The Regional Government of the Azores and environmental organizations condemned what they termed U.S. “interference” lobbying against plans to ban the use of genetically modified organisms (GMO) on the archipelago.
A government official in Ponta Delgada, the capital, told LUSA on Thursday, that a recent letter from U.S. Ambassador Allan Katz, pressing Azores’ officials, was “inappropriate.”
“The observations of the U.S. ambassador, which have been made public, are inappropriate as they exceed the functions of a diplomatic representative and they will not be observed by the Regional Government,” said the official.
In the “next few days,” he added, the islands’ Legislature would approve the application of an EU ban on the use of GMO seeds or other organisms for any purpose other than “scientific research or technological development.”
Environmental umbrella group Platform Transgenics Out also issued a statement in which the 11-member bloc described Katz’s action as “interference” in Portuguese internal affairs.
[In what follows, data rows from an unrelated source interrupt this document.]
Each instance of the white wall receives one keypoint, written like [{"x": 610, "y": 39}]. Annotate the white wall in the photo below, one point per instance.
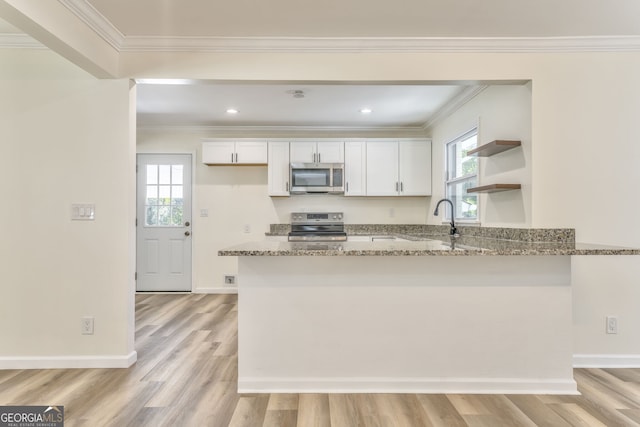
[
  {"x": 236, "y": 196},
  {"x": 500, "y": 112},
  {"x": 64, "y": 139}
]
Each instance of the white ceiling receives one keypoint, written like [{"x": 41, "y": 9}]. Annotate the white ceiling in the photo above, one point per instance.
[
  {"x": 269, "y": 104},
  {"x": 371, "y": 18},
  {"x": 142, "y": 23}
]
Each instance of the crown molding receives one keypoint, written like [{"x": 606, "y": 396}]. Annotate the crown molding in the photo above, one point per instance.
[
  {"x": 382, "y": 44},
  {"x": 96, "y": 21},
  {"x": 105, "y": 29},
  {"x": 277, "y": 129},
  {"x": 19, "y": 41},
  {"x": 466, "y": 95}
]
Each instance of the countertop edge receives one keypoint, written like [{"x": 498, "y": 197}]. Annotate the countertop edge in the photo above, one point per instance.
[{"x": 402, "y": 252}]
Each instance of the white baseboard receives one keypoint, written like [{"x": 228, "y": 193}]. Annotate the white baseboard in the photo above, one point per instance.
[
  {"x": 406, "y": 385},
  {"x": 606, "y": 360},
  {"x": 216, "y": 290},
  {"x": 68, "y": 362}
]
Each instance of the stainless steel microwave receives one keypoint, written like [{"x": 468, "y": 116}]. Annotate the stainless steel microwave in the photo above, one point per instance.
[{"x": 317, "y": 178}]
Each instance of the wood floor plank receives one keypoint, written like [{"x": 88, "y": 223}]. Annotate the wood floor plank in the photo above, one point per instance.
[
  {"x": 401, "y": 410},
  {"x": 343, "y": 410},
  {"x": 250, "y": 411},
  {"x": 576, "y": 415},
  {"x": 187, "y": 370},
  {"x": 313, "y": 410},
  {"x": 440, "y": 411},
  {"x": 283, "y": 402},
  {"x": 281, "y": 418},
  {"x": 539, "y": 413}
]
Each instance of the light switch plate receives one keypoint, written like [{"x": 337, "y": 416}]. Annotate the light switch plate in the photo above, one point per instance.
[{"x": 83, "y": 211}]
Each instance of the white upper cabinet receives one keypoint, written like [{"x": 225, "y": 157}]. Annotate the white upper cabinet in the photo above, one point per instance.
[
  {"x": 382, "y": 168},
  {"x": 414, "y": 170},
  {"x": 234, "y": 153},
  {"x": 278, "y": 169},
  {"x": 355, "y": 168},
  {"x": 398, "y": 168},
  {"x": 317, "y": 152}
]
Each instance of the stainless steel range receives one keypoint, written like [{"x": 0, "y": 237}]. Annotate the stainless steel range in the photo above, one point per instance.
[{"x": 317, "y": 227}]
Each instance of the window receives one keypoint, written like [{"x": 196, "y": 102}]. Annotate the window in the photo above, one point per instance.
[
  {"x": 462, "y": 173},
  {"x": 163, "y": 201}
]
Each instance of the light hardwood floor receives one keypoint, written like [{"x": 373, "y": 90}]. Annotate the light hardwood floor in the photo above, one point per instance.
[{"x": 186, "y": 376}]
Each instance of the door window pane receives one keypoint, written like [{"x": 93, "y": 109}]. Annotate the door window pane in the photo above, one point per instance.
[
  {"x": 164, "y": 198},
  {"x": 165, "y": 174},
  {"x": 152, "y": 174},
  {"x": 176, "y": 174}
]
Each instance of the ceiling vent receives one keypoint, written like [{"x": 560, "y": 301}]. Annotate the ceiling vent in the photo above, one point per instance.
[{"x": 297, "y": 93}]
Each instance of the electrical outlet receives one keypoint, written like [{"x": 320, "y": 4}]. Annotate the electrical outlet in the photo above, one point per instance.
[{"x": 86, "y": 324}]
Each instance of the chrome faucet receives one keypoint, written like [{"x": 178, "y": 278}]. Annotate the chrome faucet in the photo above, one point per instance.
[{"x": 453, "y": 231}]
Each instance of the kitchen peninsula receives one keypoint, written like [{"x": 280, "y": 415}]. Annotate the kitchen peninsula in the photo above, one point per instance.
[{"x": 489, "y": 312}]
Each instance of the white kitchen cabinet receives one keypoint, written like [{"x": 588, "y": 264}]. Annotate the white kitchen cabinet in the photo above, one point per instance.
[
  {"x": 278, "y": 169},
  {"x": 234, "y": 153},
  {"x": 317, "y": 152},
  {"x": 414, "y": 171},
  {"x": 382, "y": 168},
  {"x": 398, "y": 168},
  {"x": 355, "y": 168}
]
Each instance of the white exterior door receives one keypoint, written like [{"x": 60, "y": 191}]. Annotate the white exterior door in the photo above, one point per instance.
[{"x": 163, "y": 254}]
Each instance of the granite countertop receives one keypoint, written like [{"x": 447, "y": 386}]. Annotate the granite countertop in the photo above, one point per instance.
[{"x": 425, "y": 243}]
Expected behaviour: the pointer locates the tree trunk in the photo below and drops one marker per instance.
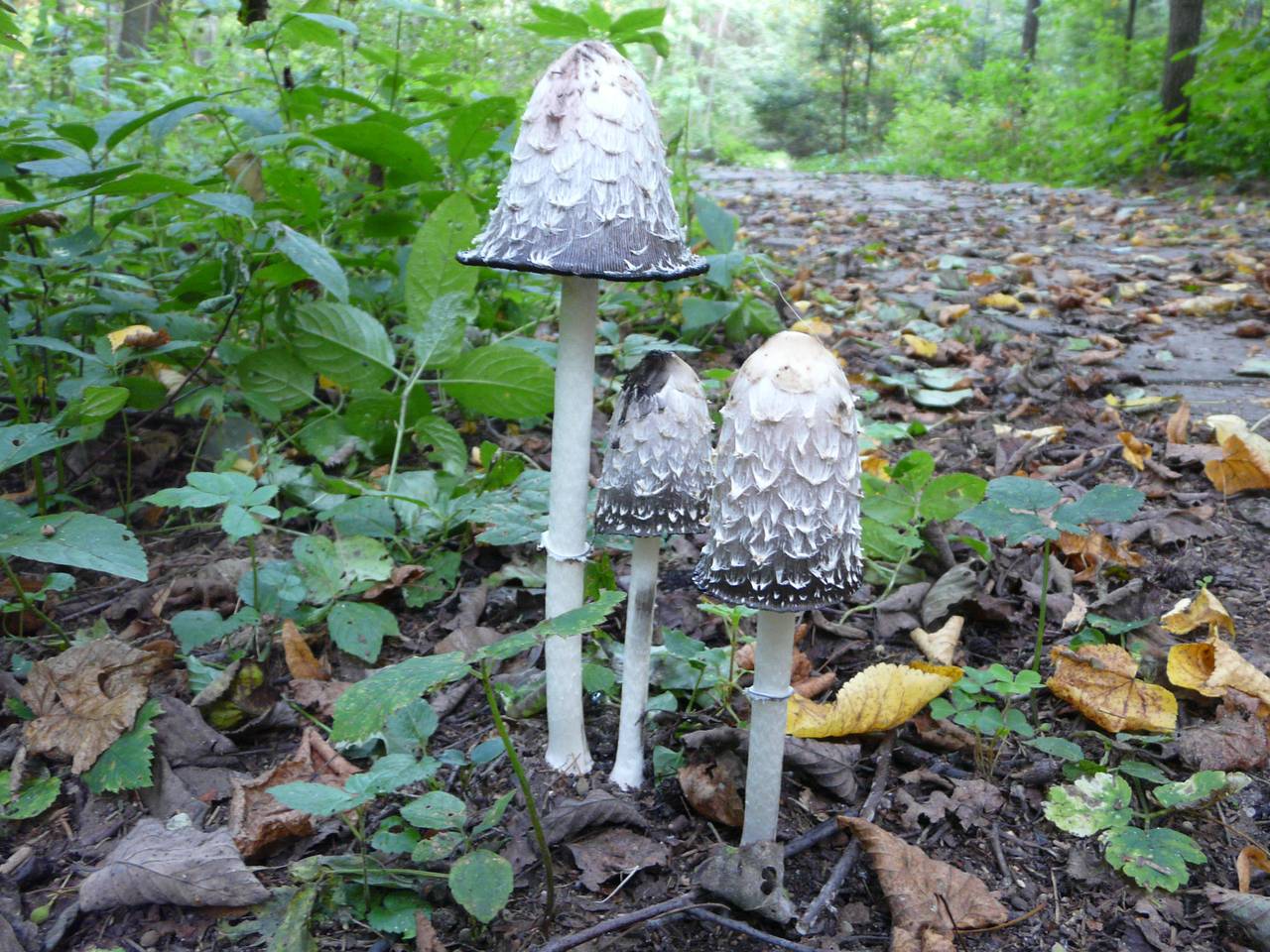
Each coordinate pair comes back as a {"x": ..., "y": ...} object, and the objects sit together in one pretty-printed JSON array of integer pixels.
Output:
[
  {"x": 1032, "y": 27},
  {"x": 1185, "y": 24}
]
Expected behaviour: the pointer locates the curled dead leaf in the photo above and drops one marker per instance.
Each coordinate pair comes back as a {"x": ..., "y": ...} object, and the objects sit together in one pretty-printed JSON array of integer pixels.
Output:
[
  {"x": 929, "y": 898},
  {"x": 1100, "y": 682},
  {"x": 878, "y": 698}
]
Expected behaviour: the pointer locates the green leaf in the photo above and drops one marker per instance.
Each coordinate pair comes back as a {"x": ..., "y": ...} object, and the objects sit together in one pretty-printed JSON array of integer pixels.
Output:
[
  {"x": 481, "y": 884},
  {"x": 365, "y": 707},
  {"x": 1199, "y": 789},
  {"x": 343, "y": 343},
  {"x": 1103, "y": 503},
  {"x": 432, "y": 272},
  {"x": 1098, "y": 802},
  {"x": 1153, "y": 858},
  {"x": 384, "y": 145},
  {"x": 500, "y": 381},
  {"x": 126, "y": 763},
  {"x": 359, "y": 629},
  {"x": 312, "y": 258},
  {"x": 436, "y": 810},
  {"x": 76, "y": 539}
]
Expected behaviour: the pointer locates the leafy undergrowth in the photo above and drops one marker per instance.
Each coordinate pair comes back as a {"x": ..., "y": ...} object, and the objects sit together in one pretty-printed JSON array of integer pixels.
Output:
[{"x": 1055, "y": 664}]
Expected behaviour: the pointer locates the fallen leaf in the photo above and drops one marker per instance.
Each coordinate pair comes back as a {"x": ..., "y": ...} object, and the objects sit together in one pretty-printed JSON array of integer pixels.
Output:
[
  {"x": 85, "y": 697},
  {"x": 929, "y": 898},
  {"x": 878, "y": 698},
  {"x": 300, "y": 657},
  {"x": 615, "y": 851},
  {"x": 1088, "y": 552},
  {"x": 1211, "y": 667},
  {"x": 1205, "y": 608},
  {"x": 1134, "y": 452},
  {"x": 940, "y": 645},
  {"x": 712, "y": 788},
  {"x": 258, "y": 821},
  {"x": 1245, "y": 463},
  {"x": 1098, "y": 682},
  {"x": 173, "y": 865}
]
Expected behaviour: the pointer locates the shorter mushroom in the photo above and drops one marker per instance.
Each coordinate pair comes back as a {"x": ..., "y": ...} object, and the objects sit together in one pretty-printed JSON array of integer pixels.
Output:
[
  {"x": 784, "y": 529},
  {"x": 656, "y": 481}
]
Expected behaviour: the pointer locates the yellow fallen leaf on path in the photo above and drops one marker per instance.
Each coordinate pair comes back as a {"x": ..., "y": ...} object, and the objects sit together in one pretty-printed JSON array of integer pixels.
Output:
[
  {"x": 1213, "y": 667},
  {"x": 1100, "y": 682},
  {"x": 940, "y": 645},
  {"x": 878, "y": 698},
  {"x": 1191, "y": 613}
]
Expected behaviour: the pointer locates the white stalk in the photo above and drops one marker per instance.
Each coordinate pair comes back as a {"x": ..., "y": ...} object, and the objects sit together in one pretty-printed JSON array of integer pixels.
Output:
[
  {"x": 567, "y": 522},
  {"x": 774, "y": 658},
  {"x": 640, "y": 604}
]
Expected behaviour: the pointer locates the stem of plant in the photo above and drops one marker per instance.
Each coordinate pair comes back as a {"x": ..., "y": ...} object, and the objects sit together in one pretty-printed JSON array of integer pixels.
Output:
[
  {"x": 524, "y": 782},
  {"x": 774, "y": 658},
  {"x": 567, "y": 521},
  {"x": 640, "y": 607}
]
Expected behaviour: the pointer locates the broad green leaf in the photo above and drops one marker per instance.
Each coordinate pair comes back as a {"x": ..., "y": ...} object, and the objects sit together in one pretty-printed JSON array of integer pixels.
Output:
[
  {"x": 365, "y": 707},
  {"x": 1153, "y": 858},
  {"x": 359, "y": 629},
  {"x": 481, "y": 884},
  {"x": 500, "y": 381},
  {"x": 1091, "y": 803},
  {"x": 126, "y": 763},
  {"x": 343, "y": 343},
  {"x": 312, "y": 258}
]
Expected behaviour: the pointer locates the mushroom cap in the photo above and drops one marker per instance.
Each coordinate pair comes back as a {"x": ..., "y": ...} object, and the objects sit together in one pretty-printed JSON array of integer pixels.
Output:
[
  {"x": 588, "y": 193},
  {"x": 785, "y": 509},
  {"x": 656, "y": 477}
]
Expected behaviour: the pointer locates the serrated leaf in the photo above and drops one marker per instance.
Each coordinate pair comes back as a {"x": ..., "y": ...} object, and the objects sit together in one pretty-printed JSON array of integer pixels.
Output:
[
  {"x": 481, "y": 884},
  {"x": 126, "y": 763},
  {"x": 1091, "y": 803}
]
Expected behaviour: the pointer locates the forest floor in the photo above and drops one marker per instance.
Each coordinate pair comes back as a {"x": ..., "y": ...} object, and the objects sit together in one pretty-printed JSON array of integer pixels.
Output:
[{"x": 1096, "y": 313}]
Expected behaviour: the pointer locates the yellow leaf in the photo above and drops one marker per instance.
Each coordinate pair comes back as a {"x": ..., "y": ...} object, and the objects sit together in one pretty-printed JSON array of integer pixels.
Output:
[
  {"x": 1135, "y": 452},
  {"x": 940, "y": 645},
  {"x": 1246, "y": 456},
  {"x": 1211, "y": 667},
  {"x": 880, "y": 697},
  {"x": 919, "y": 347},
  {"x": 1000, "y": 301},
  {"x": 1191, "y": 613},
  {"x": 1100, "y": 682}
]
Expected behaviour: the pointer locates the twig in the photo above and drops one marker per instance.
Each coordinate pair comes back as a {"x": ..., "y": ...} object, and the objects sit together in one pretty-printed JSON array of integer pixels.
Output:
[{"x": 851, "y": 855}]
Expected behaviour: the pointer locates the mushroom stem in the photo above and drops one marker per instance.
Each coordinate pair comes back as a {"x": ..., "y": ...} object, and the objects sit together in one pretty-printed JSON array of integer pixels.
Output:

It condemned “this official lobby in favor of the private interests of some American companies” and urged the Azores to “advance immediately” to declare the mid-Atlantic archipelago a GMO “free zone.”
The U.S’ ambassador wrote to the Azores government, in late December, expressing his “great concern” over Ponta Delgada’s plans, urging the regional administration to back away from banning the use of GMOs in agriculture.
Last December, the Regional Government of the Azores had declared the archipelago a Genetically Modified Organism (GMO) free zone.
New legislation “prohibits the cultivation, sowing and planting, by any method or technique, of genetically modified organisms, except for the production or introduction with scientific research or technological development purposes with relevant public interest.”
The legislation to be submitted to the Azorean parliament “adopts a precautionary position clearly and aims to ensure the unity and transparency of internal market and food security, reducing the environmental and economic risks of using genetically modified organisms.”
The regulation will permit exceptions for scientific research and technological development that are clearly in the public’s interest.
The Azores (population 250,000) became an Autonomous Region of Portugal in 1976. The government of the Autonomous Region of the Azores include the Legislative Assembly, composed of 52 elected deputies, elected by universal suffrage for a four-year term; the Regional Government and Presidency, with parliamentary legitimacy, composed of a President, a Vice-President and seven Regional Secretaries responsible for the Regional Government executive operations.
The Autonomous Region of the Azores is represented in the Council of Ministers of the Central Government by a representative appointed by the President of Portugal.